A gênese e sua edição definitiva

Em face das discussões, ainda em foco, quanto à versão definitiva de A gênese, os milagres e as predições segundo o espiritismo, a FEB, por meio de seu Conselho Diretor, já esclareceu as razões ou evidências que a levaram a optar pela 5ª edição da obra como a versão definitiva do derradeiro livro da Codificação Espírita.

E o fizemos pela inexistência de provas cabais à pretensa falsificação do livro, não vendo nas ilações apontadas por alguns senão probabilidades, até agora jamais confirmadas, e concluindo, dentro do bom senso e da boa lógica, que só ele, Allan Kardec, e mais ninguém, poderia ter sido o verdadeiro autor das alterações contidas na edição revista, corrigida e ampliada, tal qual a conhecemos e divulgamos hoje.

Além disso, vale considerar que se a Doutrina Espírita, alicerce de um edifício que resgata a pureza do Evangelho de Jesus para melhor entendimento das verdades ali expostas, estivesse A gênese e sua edição definitiva sedimentada em bases “adulteradas”, por certo os benfeitores espirituais já se teriam pronunciado pelas mediunidades abençoadas, a fim de apontarem os supostos equívocos ou solicitarem os devidos ajustes.
Este fato, até agora, não aconteceu, a despeito de já se terem passado cento e cinquenta anos! Muito ao contrário: quando se pronunciam, os benfeitores mais não fazem que ratificar a solidez da Codificação Espírita e a preservação de seus valores.
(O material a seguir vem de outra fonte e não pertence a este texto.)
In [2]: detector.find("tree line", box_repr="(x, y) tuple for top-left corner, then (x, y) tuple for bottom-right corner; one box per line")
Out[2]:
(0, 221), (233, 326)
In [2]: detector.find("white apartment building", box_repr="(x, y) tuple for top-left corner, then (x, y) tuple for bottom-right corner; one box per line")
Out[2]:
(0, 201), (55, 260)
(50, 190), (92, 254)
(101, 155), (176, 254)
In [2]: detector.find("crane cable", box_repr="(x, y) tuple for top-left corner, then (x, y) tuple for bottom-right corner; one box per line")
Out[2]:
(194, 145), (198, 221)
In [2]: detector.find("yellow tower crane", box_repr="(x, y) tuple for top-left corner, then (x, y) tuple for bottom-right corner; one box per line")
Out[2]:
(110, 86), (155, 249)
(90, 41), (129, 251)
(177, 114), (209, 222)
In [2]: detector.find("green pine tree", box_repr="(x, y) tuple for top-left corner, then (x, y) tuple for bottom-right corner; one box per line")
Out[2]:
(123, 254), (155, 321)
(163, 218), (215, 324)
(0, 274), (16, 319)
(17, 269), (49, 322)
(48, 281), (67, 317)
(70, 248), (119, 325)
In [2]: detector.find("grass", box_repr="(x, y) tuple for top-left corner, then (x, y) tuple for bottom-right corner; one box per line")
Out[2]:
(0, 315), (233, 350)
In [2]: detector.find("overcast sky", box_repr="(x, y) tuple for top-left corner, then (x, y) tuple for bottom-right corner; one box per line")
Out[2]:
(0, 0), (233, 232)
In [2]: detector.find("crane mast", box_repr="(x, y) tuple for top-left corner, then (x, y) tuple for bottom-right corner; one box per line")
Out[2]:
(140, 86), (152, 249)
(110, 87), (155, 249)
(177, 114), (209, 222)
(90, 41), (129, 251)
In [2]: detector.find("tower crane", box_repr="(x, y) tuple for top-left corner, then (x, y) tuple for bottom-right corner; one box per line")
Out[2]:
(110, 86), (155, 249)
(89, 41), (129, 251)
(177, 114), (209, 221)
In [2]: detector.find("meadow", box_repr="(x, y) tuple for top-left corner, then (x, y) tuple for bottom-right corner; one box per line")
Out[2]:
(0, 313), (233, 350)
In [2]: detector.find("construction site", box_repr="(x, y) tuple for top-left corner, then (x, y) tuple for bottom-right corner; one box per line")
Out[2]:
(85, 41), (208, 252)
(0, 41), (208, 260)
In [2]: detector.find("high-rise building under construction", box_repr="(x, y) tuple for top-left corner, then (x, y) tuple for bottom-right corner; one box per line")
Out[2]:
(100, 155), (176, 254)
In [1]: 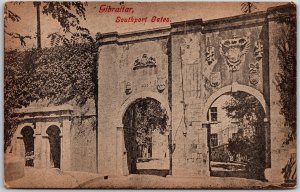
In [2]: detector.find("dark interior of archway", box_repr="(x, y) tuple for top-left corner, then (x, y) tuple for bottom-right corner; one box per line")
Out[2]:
(123, 98), (169, 176)
(208, 91), (266, 180)
(21, 127), (34, 167)
(46, 125), (60, 168)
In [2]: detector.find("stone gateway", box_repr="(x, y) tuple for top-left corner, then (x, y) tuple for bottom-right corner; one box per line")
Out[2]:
(8, 5), (296, 185)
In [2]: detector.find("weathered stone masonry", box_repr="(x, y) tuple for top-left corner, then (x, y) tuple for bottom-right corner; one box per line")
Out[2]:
(98, 3), (295, 181)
A título de exemplo, recorramos ao venerando Dr. Bezerra de Menezes, em trechos de uma de suas belas mensagens, recebida durante a Reunião Ordinária do Conselho Federativo Nacional da FEB, em 2000, e publicada na revista Reformador de janeiro de 2001, intitulada: “Na Transição do Milênio”.

Recordemo-nos que, desde os primórdios da proposta cristã libertadora, os companheiros afeiçoados de Jesus optaram pelas opiniões pessoais em detrimento do ensinamento geral. Mais de uma vez, o personalismo perturbador esteve ameaçando a unidade dos cristãos primitivos. […] […] Dois mil anos depois, frequentemente ressurgem questões palpitantes e graves que ameaçam a estrutura do programa espírita de implantação na Terra, tornando-se necessário que a inspiração do Mestre verta do Alto asserenando os ânimos exaltados, estabelecendo a linha básica da verdadeira fraternidade. Não nos esqueçamos de que devemos preservar os valores da Doutrina Espírita acima de quaisquer interesses mundanos de proselitismo, de arrastamento, conforme os herdamos de Allan Kardec e dos Mensageiros que o conduziram na elaboração da Codificação, a herança que deve permanecer inviolável através dos milênios. Tenhamos em mente que o Espiritismo cristão, meus amigos,é a resposta dos Céus às angústias da Terra.